Вот только у судьбы оказались совершенно иные виды на этих полярных авантюристов. Отправившись в Антарктику с недалекой Южной Америки, судно еще на дальних подступах к Антарктиде оказалось в ледовом плену, и находившиеся на его борту полярные странники вынуждены были провести на нем более года, преодолев при этом порядка двух тысяч миль. Результат похода к «овеваемой вечными ветрами земле», на которой, – как уведомлял мир другой исследователь, капитан судна «Соузерн Кросс» Борхгревинк, – «не ходит, не ползает и не летает ничто живое», оказался весьма поучительным.
До материка бельгиец так и не добрался, зимовщиков тоже высадить не сумел. И вообще можно было считать чудом, что сама команда «Бельжики», не имевшая в достаточном количестве решительно ничего: ни продовольствия, ни антарктической экипировки, ни горючего для освещения судна, ни полярного опыта, во время всей этой темной полярной зимовки не погибла. Хотя, по всем канонам, должна была бы – если не от «ледового сжатия океана», то от холода, голода и цинги.

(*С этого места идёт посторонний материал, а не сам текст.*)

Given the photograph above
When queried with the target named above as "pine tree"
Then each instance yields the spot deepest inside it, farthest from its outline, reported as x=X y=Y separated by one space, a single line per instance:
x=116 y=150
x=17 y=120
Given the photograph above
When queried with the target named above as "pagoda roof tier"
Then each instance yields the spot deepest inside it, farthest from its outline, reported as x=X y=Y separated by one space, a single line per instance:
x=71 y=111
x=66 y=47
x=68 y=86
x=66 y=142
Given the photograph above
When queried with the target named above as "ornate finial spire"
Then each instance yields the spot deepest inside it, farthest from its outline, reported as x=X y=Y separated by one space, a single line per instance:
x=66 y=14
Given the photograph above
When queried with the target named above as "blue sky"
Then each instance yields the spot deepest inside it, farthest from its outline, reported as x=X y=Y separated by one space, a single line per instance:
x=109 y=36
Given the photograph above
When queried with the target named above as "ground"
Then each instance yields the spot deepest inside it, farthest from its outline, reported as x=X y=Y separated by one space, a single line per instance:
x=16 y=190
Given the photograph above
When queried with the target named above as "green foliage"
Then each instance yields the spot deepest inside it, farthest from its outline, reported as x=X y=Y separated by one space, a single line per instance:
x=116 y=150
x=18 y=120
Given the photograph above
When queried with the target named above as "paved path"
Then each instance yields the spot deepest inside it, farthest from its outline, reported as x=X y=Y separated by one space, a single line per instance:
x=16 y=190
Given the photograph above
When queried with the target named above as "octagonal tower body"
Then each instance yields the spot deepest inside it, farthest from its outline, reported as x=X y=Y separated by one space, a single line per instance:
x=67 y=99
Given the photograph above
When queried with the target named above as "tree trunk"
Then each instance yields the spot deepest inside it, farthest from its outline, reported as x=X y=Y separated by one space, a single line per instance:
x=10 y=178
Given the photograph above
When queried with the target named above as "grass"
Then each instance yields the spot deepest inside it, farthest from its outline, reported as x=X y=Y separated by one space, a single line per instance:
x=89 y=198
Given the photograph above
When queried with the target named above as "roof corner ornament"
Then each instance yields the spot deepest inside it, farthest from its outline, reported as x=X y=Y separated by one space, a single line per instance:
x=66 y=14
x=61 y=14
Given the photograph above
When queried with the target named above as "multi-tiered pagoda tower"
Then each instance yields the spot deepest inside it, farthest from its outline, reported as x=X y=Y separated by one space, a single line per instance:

Кемпбелл не раз уверял себя: полярникам из «Бельжики» несказанно повезло, что во время этого безумного дрейфа лишились разума всего лишь два члена команды, а не все во главе с лейтенантом де Жерлашем. Кстати, оказалось, что все эти парни только потому и выжили, что на борту судна находилось несколько норвежцев, имевших опыт охоты во льдах на тюленей и белых медведей. Косолапых в Антарктике не оказалось, зато попадались колонии любопытных, медлительных, не ведавших страха пингвинов, этих ходячих мясных туш.
Вспомнив сейчас об одиссее бельгийского лейтенанта, Кемпбелл сказал себе: «Нужно иметь большое мужество, чтобы, пережив это ледовое безумие, решиться еще на один поход в сторону Антарктиды или Северного полюса! Но ведь Амундсен решился! Вот почему для тебя, лейтенант Кемпбелл, этот поход должен послужить уроком не только географии, но и мужества. Как, впрочем, и опыт экспедиции Борхгревинка, отчет о которой даже сам Скотт штудировал в свое время с пылкостью юного мореплавателя».
Ведомое этим капитаном судно «Саузерн Кросс» не только сумело пробиться к ледовому материку, но и впервые в истории человечества высадило отряд зимовщиков. Понятно, что зимовка в небольшой деревянной хижине на мысе Адэр тоже оказалась для полярников мучительно трудной, тем не менее весной у начальника англо-норвежской экспедиции Борхгревинка хватило силы воли продолжить наступление на Антарктиду, следуя по маршруту, проложенному исследователем Россом более чем за полстолетия до него.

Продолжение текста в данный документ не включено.